Interactive review of flagged values is always enabled after capture.

Examples (get)

# Basic capture (outputs: example.com.sanitized.har.gz)
har-capture https://example.com --patterns base

# Explicit 'get' subcommand (equivalent)
har-capture get https://example.com --patterns base

# Bare hostname — scheme auto-detected (HTTPS preferred when reachable)
har-capture 192.168.100.1 --patterns network-device

# Custom output path
har-capture http://192.168.1.1 --output modem.har --patterns network-device

# Keep raw unsanitized file for debugging
har-capture https://example.com --keep-raw --patterns base

# Use consistent salt for correlation across captures
har-capture https://example.com --salt my-debug-key --patterns base

# Disable async data wait for faster capture of simple sites
har-capture https://example.com --no-wait-for-data --patterns base

Pre-flight Checks (get)

Before launching the browser, get runs two checks (skipped with --minimal):

  1. Connectivity — validates the target is reachable. If the target lacks a scheme, har-capture probes TCP :80 and :443 to pick HTTP vs HTTPS (HTTPS wins when its TLS handshake completes); explicit schemes bypass this and are used as given.

  2. Session contamination — detects if the device has a live session that would skip the login flow. If the device returns data content without requiring authentication, the capture aborts with:

    ERROR: Browser has a live session — clear cookies or use a clean profile.

    Resolution: log out from other browser tabs, reboot the device, or wait for the session to expire. Use --minimal to skip this check for devices that don't require login.

Default Workflow (get)

  1. Captures all HTTP traffic to a raw .har file
  2. Sanitizes PII → creates .sanitized.har
  3. Compresses → creates .sanitized.har.gz
  4. Deletes intermediate files (raw and uncompressed sanitized)

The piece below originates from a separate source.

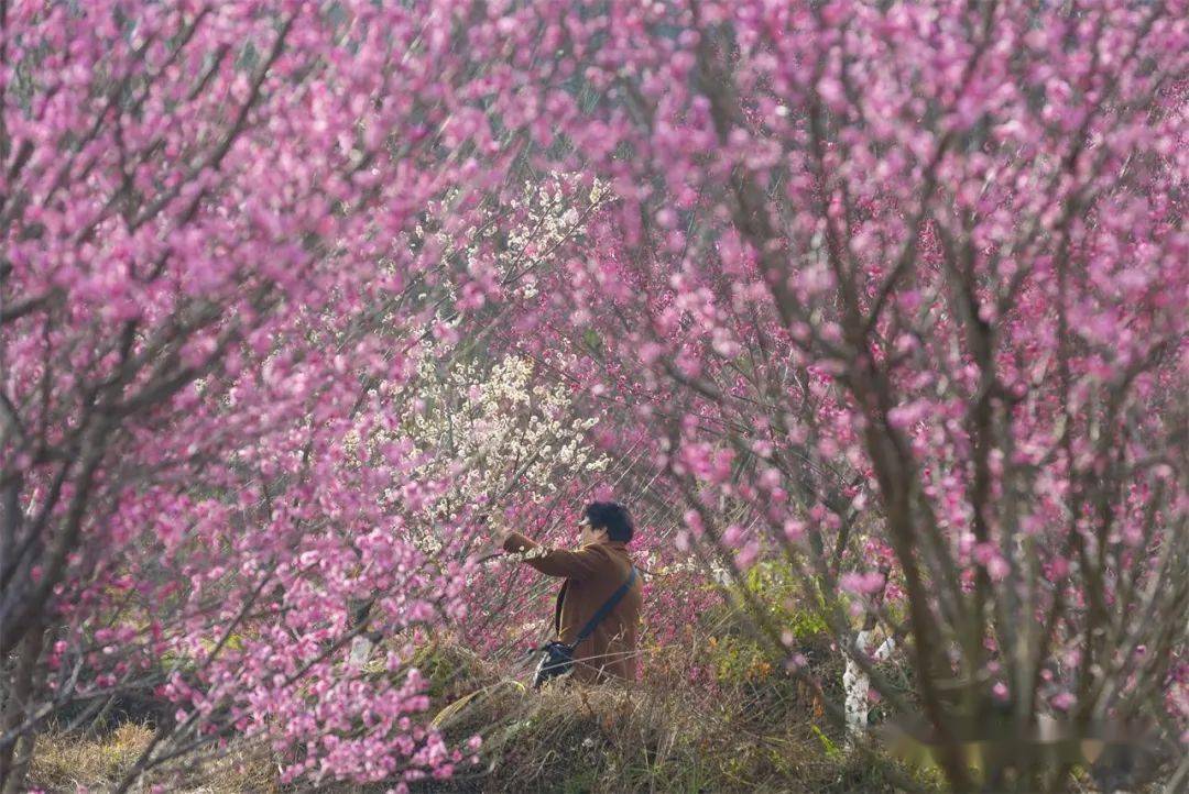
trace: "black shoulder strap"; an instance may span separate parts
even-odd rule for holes
[[[603,618],[610,615],[611,610],[615,609],[615,605],[619,603],[619,599],[628,595],[628,590],[635,580],[636,566],[633,565],[631,571],[628,573],[628,580],[619,585],[618,590],[611,593],[611,597],[606,599],[606,603],[598,608],[598,611],[591,616],[591,620],[586,622],[583,630],[578,633],[577,637],[574,637],[574,648],[580,646],[586,637],[594,633],[594,629],[597,629],[598,624],[603,622]]]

Use --keep-raw to preserve the original unsanitized file.


sanitize

Remove PII from HAR files.

Basic Usage (sanitize)

har-capture sanitize INPUT.har --patterns network-device

Arguments (sanitize)

  • INPUT - HAR file to sanitize

Options (sanitize)

Output Options (sanitize)

  • --output PATH - Output file path (default: INPUT.sanitized.har)
  • --compress - Compress output to .har.gz
  • --compression-level INT - Compression level 1-9 (default: 9, max compression)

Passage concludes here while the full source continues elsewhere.